Quelle: Basierend auf den Daten der ENTSO-G-Transparancy Platform, Stand: 2. Juni 2021 https://ec.europa.eu/energy/sites/default/files/quarterly_report_on_european_gas_markets_q1_2021_final.pdf
Der ukrainische Fernleitungsnetzbetreiber für Gas (GTSOU) meldet regelmäßig, dass er bereit sei, mehr Gas zu transportieren, und dass er den Transit zügig erhöhen könne, da die Systemkapazität dies zulasse. Laut GTSOU-Geschäftsführer Serhiy Makogon kann die Ukraine die Gaskrise in der EU lösen, indem sie mehr Gas transportiert als Nord Stream 1 und Nord Stream 2 zusammengenommen. Die Kapazität der ukrainischen Gastransit-Pipelines beläuft sich auf 146 Milliarden Kubikmeter, während die Kapazität der beiden Pipelines von Nord Stream 110 Milliarden Kubikmeter beträgt (sofern sie vom EU-Recht ausgenommen und durch Gazprom voll ausgelastet würde – was nicht der Fall sein dürfte). Außerdem ist der Gastransit durch die Ukraine in der ersten Jahreshälfte 2021 im Vergleich zum Vorjahr um 13 Prozent zurückgegangen. Obwohl GTSOU beständig zusätzliche Transitkapazitäten versteigert hat, war es Gazprom, welches auf diese Gelegenheit verzichtet hat.

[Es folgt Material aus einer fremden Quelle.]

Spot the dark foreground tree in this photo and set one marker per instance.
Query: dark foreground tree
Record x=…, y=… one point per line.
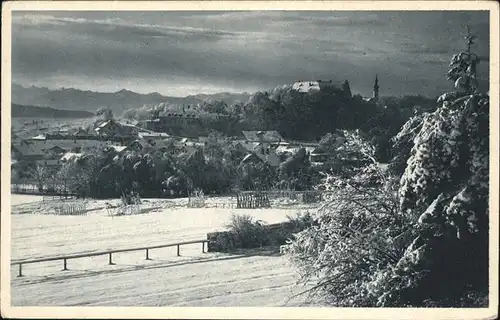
x=424, y=243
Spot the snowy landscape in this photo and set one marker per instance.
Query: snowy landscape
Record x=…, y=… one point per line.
x=215, y=279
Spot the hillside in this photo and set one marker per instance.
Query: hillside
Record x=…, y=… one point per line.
x=74, y=99
x=27, y=111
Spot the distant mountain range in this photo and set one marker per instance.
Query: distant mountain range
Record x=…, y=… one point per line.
x=23, y=111
x=74, y=99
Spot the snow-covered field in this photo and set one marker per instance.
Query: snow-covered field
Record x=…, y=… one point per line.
x=250, y=278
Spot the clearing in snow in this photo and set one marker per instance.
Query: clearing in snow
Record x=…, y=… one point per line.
x=259, y=277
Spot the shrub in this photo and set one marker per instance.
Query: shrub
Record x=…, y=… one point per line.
x=424, y=242
x=352, y=244
x=248, y=233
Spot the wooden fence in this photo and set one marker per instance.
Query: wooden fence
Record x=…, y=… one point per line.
x=32, y=189
x=65, y=259
x=252, y=200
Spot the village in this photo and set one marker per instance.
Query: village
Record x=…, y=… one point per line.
x=180, y=134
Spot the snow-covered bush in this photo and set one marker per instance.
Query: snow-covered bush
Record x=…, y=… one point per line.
x=355, y=240
x=424, y=242
x=249, y=233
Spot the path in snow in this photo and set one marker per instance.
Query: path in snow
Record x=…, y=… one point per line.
x=194, y=279
x=261, y=279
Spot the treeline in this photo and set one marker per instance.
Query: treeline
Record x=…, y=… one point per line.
x=307, y=116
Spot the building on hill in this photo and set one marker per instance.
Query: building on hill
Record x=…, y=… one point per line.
x=375, y=95
x=259, y=136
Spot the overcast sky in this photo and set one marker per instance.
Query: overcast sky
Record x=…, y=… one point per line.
x=182, y=53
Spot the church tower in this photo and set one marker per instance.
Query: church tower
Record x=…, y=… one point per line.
x=375, y=89
x=347, y=89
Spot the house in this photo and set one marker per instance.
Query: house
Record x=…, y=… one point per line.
x=318, y=156
x=153, y=135
x=261, y=150
x=259, y=136
x=118, y=149
x=312, y=86
x=70, y=156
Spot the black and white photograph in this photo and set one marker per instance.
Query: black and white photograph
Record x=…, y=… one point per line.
x=307, y=157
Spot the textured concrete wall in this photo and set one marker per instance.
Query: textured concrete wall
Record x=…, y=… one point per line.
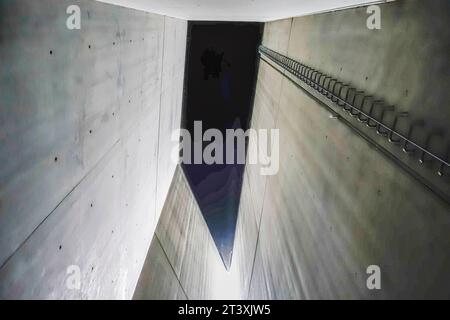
x=183, y=261
x=337, y=205
x=85, y=122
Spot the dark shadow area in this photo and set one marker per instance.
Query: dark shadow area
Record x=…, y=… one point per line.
x=220, y=78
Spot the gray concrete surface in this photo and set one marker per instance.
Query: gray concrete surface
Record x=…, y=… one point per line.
x=337, y=205
x=85, y=117
x=184, y=250
x=237, y=10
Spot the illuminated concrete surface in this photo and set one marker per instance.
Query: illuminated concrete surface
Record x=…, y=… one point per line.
x=85, y=175
x=183, y=260
x=337, y=205
x=236, y=10
x=83, y=144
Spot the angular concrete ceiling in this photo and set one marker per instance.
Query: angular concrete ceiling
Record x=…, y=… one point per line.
x=237, y=10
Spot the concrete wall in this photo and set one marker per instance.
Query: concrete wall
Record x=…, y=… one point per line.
x=85, y=124
x=337, y=204
x=183, y=261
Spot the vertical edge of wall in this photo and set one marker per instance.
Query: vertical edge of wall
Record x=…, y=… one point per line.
x=175, y=37
x=79, y=146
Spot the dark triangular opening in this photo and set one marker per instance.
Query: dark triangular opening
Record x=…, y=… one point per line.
x=220, y=76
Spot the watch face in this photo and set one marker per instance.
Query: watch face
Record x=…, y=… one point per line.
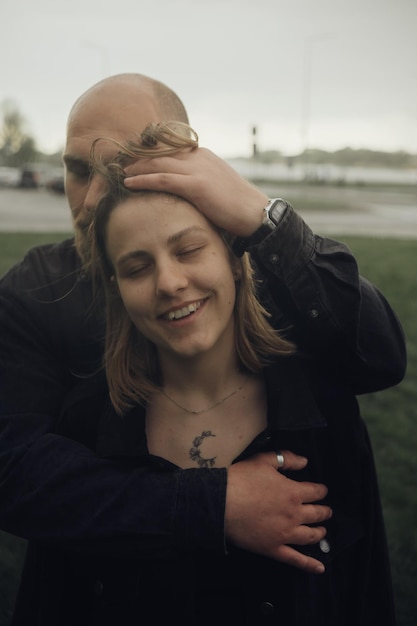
x=276, y=211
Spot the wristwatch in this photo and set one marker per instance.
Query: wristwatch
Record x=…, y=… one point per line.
x=273, y=213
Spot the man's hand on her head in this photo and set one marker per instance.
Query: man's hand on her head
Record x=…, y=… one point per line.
x=207, y=182
x=266, y=512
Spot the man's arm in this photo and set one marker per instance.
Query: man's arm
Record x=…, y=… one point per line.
x=54, y=488
x=331, y=311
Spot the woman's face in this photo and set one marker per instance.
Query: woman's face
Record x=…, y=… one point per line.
x=174, y=275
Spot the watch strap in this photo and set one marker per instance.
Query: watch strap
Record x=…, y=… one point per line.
x=273, y=213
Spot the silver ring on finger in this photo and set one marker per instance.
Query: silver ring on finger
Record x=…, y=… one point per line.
x=280, y=459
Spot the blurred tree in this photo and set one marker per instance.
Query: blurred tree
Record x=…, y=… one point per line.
x=16, y=146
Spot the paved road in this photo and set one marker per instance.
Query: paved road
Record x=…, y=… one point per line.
x=382, y=214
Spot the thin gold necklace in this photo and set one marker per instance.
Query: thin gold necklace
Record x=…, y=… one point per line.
x=208, y=408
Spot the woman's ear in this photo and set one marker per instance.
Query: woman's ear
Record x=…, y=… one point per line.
x=237, y=269
x=114, y=287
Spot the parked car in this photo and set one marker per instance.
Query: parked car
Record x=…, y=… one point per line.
x=9, y=176
x=29, y=178
x=56, y=184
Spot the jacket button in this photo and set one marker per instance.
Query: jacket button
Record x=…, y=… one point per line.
x=324, y=546
x=98, y=588
x=267, y=608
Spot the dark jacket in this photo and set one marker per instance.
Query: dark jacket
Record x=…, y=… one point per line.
x=55, y=490
x=121, y=581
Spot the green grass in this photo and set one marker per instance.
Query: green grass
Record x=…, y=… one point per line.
x=391, y=416
x=13, y=247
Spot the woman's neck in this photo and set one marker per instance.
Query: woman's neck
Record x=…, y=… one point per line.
x=207, y=373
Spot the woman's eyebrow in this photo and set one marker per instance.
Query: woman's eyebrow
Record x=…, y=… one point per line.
x=186, y=231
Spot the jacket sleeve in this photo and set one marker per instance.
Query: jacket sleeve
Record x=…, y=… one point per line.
x=55, y=488
x=327, y=308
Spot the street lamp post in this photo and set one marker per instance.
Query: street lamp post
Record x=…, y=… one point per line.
x=307, y=91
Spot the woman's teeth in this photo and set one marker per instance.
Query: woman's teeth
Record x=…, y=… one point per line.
x=186, y=310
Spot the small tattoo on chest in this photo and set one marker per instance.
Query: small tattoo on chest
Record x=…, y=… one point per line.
x=195, y=451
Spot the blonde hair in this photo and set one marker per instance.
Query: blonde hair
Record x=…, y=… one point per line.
x=130, y=359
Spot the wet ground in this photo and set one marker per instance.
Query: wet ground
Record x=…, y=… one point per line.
x=359, y=211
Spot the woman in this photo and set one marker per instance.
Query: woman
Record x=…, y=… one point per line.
x=199, y=379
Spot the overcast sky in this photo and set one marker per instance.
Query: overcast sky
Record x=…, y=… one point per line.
x=318, y=73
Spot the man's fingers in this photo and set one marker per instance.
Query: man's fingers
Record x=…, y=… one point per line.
x=290, y=556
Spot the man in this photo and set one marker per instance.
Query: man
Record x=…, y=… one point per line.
x=54, y=488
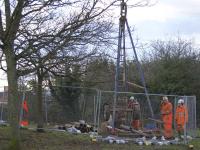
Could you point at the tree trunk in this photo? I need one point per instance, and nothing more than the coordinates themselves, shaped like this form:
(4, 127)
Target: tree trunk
(13, 100)
(40, 121)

Gazprom setzt bereits jetzt die Strategie um, die Nutzung des ukrainischen Gastransitnetzes in Zukunft zu vermeiden. Obwohl einige russische Politiker im Grundsatz bestätigen, dass in Zukunft ein gewisses Volumen über die Ukraine geleitet werden könnte, dürfte dieses nicht ausreichen, um das ukrainische Gassystem profitabel zu halten. Es könnte auch ein anderes Szenario eintreten, wenn zu geringe Transitmengen es der Ukraine überhaupt unmöglich machen würden, die Qualitätsstandards für den Transit in die EU einzuhalten, und wenn es keine Ausweichmöglichkeit für den Fall einer ähnlichen Gaskrise in Europa gäbe – oder einige der russischen Pipelines (insbesondere diejenigen, die auf dem Meeresboden verlegt wurden und nicht die Möglichkeit bieten, Gasströme schnell umzuleiten) für Wartungs- oder Reparaturarbeiten außer Betrieb gesetzt werden. In diesem Fall könnten Szenarien, wie sie die EU dieser Tage erlebt, noch häufiger eintreten.